ALBUQUERQUE, N.M. — More than 233 people attended the National Conference on Urban Entomology, held last week in Albuquerque, N.M., making this year’s event the second highest attended ever. In fact, five people from outside the U.S. attended the NCUE, so if this trend continues, perhaps we’ll need to change the name to International Conference on Urban Entomology.
Conference and Program Chair, Dr. Kyle Jordan (BASF), did an excellent job planning the conference. Industry sponsors contributed funds that made the conference possible.
It was the first time the National Conference on Urban Entomology was held together with the Invasive Fire Ant Conference. The two meetings had been held separately over the past few decades, but recently a proposal was made to have a joint meeting. The first joint meeting was a great success and future NCUE meetings will likely include the Fire Ant Conference.
It was also the first time the conference had a symposium dedicated wholly to rodents. The symposium, Urban Rodent Control, highlighted the recent developments in urban rodent management. This included rat, mouse, and gopher management in urban settings, and field evaluations of new bait formulations for rodent management.
Dr. John Klotz of University of California Riverside (emeritus) received the 2016 Distinguished Achievement in Urban Entomology Award and presented the 2016 Arnold Mallis Memorial Lecture titled “Trailing with the ants.”
A student paper competition was held to provide the opportunity for students to present their research and compete for awards. Sydney Crawley (University of Kentucky) won 1st place, Aaron Ashbrook (Purdue University) won 2nd place, and Mark Janowiecki (Texas A&M) won 3rd place. In addition, Sudip Gaire (New Mexico State University) received the Master’s of Science Award and Zachary DeVries (North Carolina State University) received the Doctoral Award.
The conference included more than 100 presentations (see program). Because the NCUE conference was combined with the Fire Ant Conference, the majority of talks (35) were on advances in managing invasive and urban pest ants. Other topics included IPM outreach in urban settings, indoor biomes, mosquito management in residential and commercial settings, gaps and challenges in urban pest control strategies, termite control, bed bug management, and pest prevention in buildings.
A special symposium was held on “The Future of Urban Entomology.” The symposium was organized by Dr. Shripat Kamble and included talks by prominent urban entomologists on the challenges and opportunities in the field of urban entomology. Despite some challenges, such as entomology department mergers and reduced funding, urban entomology continues to be a strong field and offers almost unlimited possibilities.

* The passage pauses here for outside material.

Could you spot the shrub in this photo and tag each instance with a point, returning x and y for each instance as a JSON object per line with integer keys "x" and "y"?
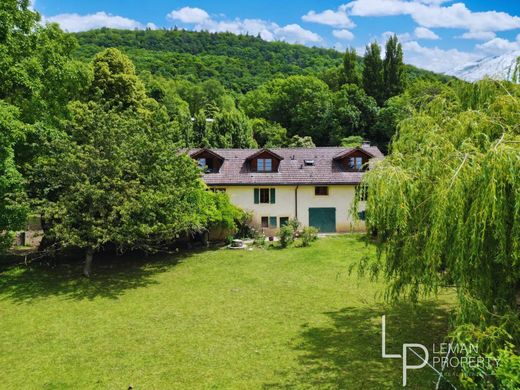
{"x": 309, "y": 234}
{"x": 286, "y": 235}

Due to the recent interest in mosquito control, the conference had a symposium on “Barrier Applications for Mosquito Management in Residential Settings.” The symposium was organized by Syngenta Crop Protection and included eight speakers from a variety of industries and universities. Topics ranged from the evaluation of various barrier applications for controlling container mosquitoes to backyard mosquito treatments, to public and community-wide management approaches. In addition the conference had a panel discussion on the Zika virus. Mosquito control was arguably the “hottest” topic of the conference.
Social activities included the Awards Luncheon (sponsored by Bayer), Evening at the Albuquerque Museum (sponsored by BASF), and a dinner combined with a visit to the Sandia Peak Tramway (sponsored by Syngenta). Fun was had by all (until the next morning).
The next meeting will be held on May 2018 in Raleigh, N.C. The meeting does not give CCH credits to PMPs but presents lots of valuable information and is certainly worth attending. Registration for the 2 1/2 day meeting is only $200.